Linear Friction Welding
With the original use of this process being the manufacturing of engine parts in the aircraft industry, linear friction welding (also known as LFW) is now recognised as a quick, low cost process that is useful for many sectors including the automotive, structural engineering and power industries. As it provides a rapid, repeatable, and flexible fabrication process, it is highly utilised by manufacturers who need to produce parts with a variety of geometric shapes.
Advantages & Benefits

Any shape, any metal, strong weld
The linear friction welding process has the ability to produce forged-quality joints on non-round, complex part shapes. This process can join not only dissimilar metals but metals that are seen to be immune or incompatible.

Speedy Process
Offering significant time saving benefits, the speed of the linear friction welding process is normally twice as fast as alternative methods, but can be up to 100 times faster.

Minimum prep required
Preparation time is dramatically reduced because the surface of joining materials does not need to be perfect – the surfaces can be saw cut, sheared or machined.

Low energy, environmentally friendly
The linear welders manufactured by MTI use 20% less energy than conventional processes. Due to the process not requiring any consumables, it won’t produce gases, smoke or fumes making it an environmentally friendly process.

Cost and waste saving, flawless welding
Because this is a machine controlled process it removes any human error.

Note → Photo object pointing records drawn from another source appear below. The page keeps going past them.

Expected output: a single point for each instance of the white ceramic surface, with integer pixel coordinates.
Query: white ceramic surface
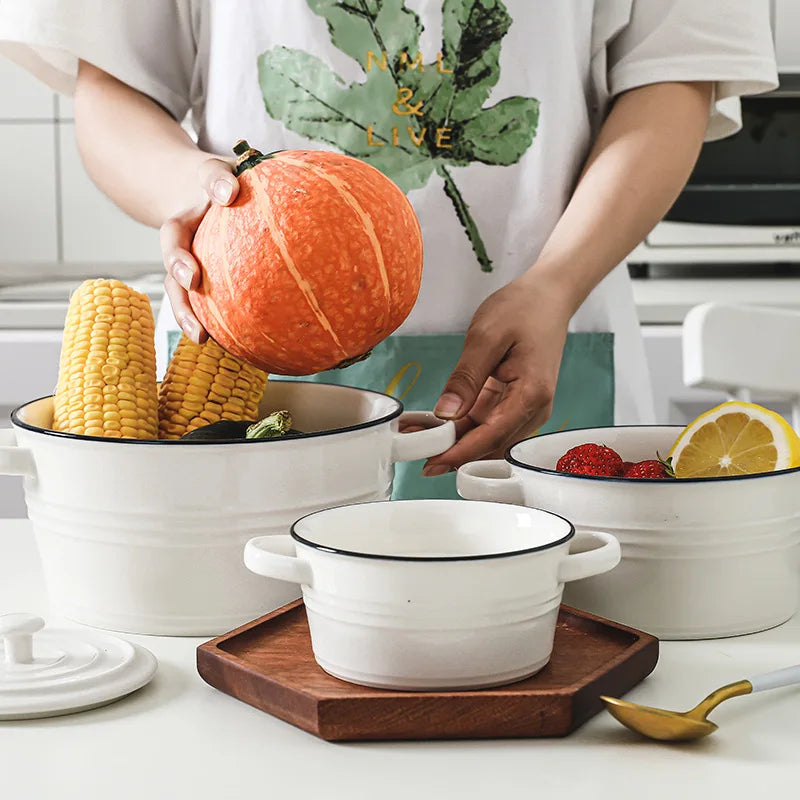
(432, 594)
(47, 673)
(147, 537)
(700, 558)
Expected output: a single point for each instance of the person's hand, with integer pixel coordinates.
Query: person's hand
(183, 273)
(502, 388)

This in turn reduces the amount of defective components created, reducing lost time and material costs. The process also does not involve melting resulting in fewer solidification faults and eliminating segregation, gas porosity and slag inclusion.

Scaleability for any size weld
Scalability of the linear friction welding process means any size of weld can be produced with the only limiting factor being the mass that may be moved during the process.